Jestem niemal pewna, że kiedyś zrobię sobie takie szare/srebrne/siwe włosy. Wiem, że sporo z nimi problemów, ale chciałabym spróbować. Bo włosy to włosy, jak coś nie wyjdzie, mogę się ratować szamponetkami, albo ściąć na krótko - odrosną.
Mi też sie bardzo spodobał, zrobiłam sobie u fryzjera tydzień temu... wczoraj już wróciłam do mojego starego koloru..
Właśnie nie, do takich włosów pasuje wszystko Ciężej jest coś dopasować np. do czerwonych, fioletowych, zielonych włosów
Mi taki kolor średnio się podoba a przynajmniej nie widzę siebie w takich włosach Ale plus za odwagę i najważniejsze żebyś Ty się dobrze czuła w takim kolorze i dobrze wyglądała
Ja tu kombinuję jak pozbyć się swoich siwych bez farbowania a tu taki szok nie wpadłabym na to żeby robić sobie takie włosy, mi się taki kolor bardzo nie podoba
Też mi się to totalnie nie podoba.
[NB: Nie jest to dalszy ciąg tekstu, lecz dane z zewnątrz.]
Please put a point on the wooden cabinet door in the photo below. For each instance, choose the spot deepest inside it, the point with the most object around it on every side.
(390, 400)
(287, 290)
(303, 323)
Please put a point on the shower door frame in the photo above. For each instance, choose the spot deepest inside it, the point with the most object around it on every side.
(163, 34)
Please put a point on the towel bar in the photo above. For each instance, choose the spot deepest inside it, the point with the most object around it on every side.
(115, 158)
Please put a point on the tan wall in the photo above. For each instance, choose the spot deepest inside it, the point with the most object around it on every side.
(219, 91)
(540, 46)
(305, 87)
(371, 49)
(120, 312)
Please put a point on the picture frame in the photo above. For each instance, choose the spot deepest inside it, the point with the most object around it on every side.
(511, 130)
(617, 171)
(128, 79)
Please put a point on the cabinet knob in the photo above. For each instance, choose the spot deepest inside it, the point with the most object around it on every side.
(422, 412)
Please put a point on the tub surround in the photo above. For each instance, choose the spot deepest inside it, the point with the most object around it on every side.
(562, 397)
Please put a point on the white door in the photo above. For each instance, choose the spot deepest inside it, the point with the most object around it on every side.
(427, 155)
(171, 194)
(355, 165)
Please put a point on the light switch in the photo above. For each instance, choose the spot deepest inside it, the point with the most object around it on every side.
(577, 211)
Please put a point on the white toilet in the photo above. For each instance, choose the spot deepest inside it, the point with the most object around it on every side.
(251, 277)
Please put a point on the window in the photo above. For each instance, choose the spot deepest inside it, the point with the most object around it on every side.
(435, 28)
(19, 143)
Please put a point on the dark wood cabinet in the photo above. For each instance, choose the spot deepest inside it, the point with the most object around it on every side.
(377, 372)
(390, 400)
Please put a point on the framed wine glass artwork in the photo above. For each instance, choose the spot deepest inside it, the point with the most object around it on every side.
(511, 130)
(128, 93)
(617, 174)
Ale myślę, że to raczej taka moda na chwilę, szybko minie.
Odkąd zaczęłam farbować włosy na blond, cały czas starałam się uzyskać jego chłodny odzień. Próbowałam wielu sposobów - sama i pod kontrolą fryzjera. Nie udało mi się uzyskać pożądanego efektu do momentu kupna farby z Naturii - Srebrny Pył. Wyszły srebrne, ale to fakt, że nakładałam farbę na jasne już włosy, do tego dobrze wypielęgnowane i już przyzwyczajone do jasnego odcienia. Ciężka to przeprawa, ale życzę powodzenia
Może jest tu ktoś kto powie o pielęgnacji i utrzymaniu? Płukanki, szampony a jaką farbą podtrzymać kolor? Gołąb z Joanny będzie dobry?